/jesse

Primary LanguagePython

jesse

  1. Preprocessing [most already implemented, but needs error checking + PEP8 and improvements to file/class structure)] --> something is wrong at the moment related to normalization and batch processing. Needs some thorough checking. Please check the open issues in the Github.
  • load all of the .csv files included as data (there will be more in the future, so load all files in specified folder (either daily or hourly))
  • the columns should be normalized per file_name (pair/exchange), which can then be applied to the test set.
  • currently a filename token is given as input to the model, this can probably be removed or made optional.
  • do a 20-10-70% test validation training split: 20% last rows of each of the files is for test.
  • provide a production option whereby all data is used for training
  • custum data loader with stratified sampling

Please check and address all the issues on Github.

  1. Model
  • allow user to specify the y column to predict. (e.g. Sell_p40_a4)
  • allow a list of columns to be removed from the model input (i.e., Top_p15_a4,Btm_p15_a4,Buy_p15_a4,Sell_p15_a4,Top_p40_a1,Btm_p40_a1,Buy_p40_a1,Sell_p40_a1,Top,Btm,last_pivot)
  • input of the model is of dimensions: all_features n-sequence length (n can be set and could be for instance 14 days)
  • Implement the following model architectures as classes:
    • Transformer
    • 2 layer LSTM
    • 2 layer LSTM with self-attention
    • Simple 2 layer FC
    • Wavenet (will need bigger input window, please allow easy changing of all model parameteres when calling the class)
  • Add training/evaluation function with loss/accuracy plot for training, validaton, and test set
  • Output the confusion matrix for test set
  • function to save / load model and predict based on small input dataframe (m rows)
  • batchnorm for training optimization
  1. Predict
  • create a predict function that loads the final production model on training + test set and feed in a csv from the data folder: 'production_data_for_new_prediction'
  • output dataframe with predictions
  • output confusion matrix for this data
  • allow me to control the threshold (0.5) for prediction cutoff so that I can increase the precision if needed.

A. Variant: n-to-1

  • predicts the next 1 element of the specified column.

B. Variant: n-to-m

  • predicts the last m elements of column y.
  • it can use the previous t=0 until t=t-m elements of column y as input (this is not the case for Variant n-to-1)
  • it can use the other x columns as input until t=t as usual.

Notes:

  • the model can be trained either on the hourly folder, or the daily folder. The datatime column should be flexible enough to accomodate.
  • Document code very well please and use PEP8 standard, it's ok to create many files/classes etc.

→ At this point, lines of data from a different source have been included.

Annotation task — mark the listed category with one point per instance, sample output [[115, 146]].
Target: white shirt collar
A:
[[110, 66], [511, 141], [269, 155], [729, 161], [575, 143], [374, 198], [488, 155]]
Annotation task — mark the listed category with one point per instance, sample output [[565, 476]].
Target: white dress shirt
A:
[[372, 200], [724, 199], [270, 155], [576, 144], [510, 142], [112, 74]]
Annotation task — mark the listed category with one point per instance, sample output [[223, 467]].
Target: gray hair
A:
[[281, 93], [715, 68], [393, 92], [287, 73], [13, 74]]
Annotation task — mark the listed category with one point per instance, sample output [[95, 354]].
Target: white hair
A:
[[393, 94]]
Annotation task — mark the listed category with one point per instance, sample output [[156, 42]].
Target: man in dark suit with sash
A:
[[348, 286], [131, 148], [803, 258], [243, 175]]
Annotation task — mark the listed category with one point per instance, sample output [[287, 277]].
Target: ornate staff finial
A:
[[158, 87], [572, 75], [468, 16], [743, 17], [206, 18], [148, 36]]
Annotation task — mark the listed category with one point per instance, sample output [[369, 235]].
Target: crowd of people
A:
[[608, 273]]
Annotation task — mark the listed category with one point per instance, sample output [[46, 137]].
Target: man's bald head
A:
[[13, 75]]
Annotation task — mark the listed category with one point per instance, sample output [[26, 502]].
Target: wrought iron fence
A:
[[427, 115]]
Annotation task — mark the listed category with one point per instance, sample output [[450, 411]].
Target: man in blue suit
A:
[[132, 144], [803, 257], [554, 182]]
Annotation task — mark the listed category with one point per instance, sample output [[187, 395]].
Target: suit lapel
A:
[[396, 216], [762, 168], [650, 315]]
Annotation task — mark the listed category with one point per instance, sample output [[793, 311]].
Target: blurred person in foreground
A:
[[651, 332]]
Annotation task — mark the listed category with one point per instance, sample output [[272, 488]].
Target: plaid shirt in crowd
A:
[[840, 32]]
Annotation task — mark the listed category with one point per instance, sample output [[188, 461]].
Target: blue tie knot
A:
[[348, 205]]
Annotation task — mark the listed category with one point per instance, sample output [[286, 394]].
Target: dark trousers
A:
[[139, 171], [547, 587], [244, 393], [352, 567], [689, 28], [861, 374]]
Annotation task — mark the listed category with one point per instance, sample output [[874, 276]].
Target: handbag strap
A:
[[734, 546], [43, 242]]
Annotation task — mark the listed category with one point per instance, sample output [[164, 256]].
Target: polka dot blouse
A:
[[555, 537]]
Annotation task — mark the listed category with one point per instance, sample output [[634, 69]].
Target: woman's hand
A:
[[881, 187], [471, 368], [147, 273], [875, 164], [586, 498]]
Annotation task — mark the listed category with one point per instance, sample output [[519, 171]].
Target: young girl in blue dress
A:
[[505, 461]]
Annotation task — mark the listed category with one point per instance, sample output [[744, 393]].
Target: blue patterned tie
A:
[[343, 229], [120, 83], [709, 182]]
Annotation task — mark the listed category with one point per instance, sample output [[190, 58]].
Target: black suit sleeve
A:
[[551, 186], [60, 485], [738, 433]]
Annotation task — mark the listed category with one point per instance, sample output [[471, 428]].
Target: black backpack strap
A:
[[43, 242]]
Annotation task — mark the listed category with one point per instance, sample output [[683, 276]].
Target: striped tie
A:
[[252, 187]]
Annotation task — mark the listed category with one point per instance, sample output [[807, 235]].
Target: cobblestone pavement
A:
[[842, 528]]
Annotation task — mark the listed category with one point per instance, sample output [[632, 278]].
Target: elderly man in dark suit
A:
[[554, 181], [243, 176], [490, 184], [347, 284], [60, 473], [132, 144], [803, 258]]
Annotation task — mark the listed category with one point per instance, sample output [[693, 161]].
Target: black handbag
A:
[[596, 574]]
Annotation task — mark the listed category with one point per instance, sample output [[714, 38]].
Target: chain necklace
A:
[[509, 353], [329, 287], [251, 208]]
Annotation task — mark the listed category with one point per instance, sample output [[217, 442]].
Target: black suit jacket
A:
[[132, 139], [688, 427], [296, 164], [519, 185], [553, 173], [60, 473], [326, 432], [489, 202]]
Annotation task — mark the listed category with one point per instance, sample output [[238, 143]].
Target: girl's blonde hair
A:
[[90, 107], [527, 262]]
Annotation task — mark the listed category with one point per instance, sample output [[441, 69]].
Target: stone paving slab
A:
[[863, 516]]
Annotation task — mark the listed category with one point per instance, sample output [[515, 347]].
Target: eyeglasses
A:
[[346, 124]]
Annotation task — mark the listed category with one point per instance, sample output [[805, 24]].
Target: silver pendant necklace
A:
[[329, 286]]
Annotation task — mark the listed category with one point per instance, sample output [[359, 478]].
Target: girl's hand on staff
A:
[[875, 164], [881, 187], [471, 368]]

Please push regularly to the repository.

We need easy functions to create/train/predict on new data (from other sources), which we can call from the Colab e.g.:

  my_model = Model_n-to-1(n=14, layers=3,...)
  results = my_model.train(epochs=6,device=gpu_1,data='datafolder',production=False, save='filename')
  my_model.load('filename')
  predictions = my_model.predict(test_data=my_dataframe)

or a slightly better syntax if you can suggest it.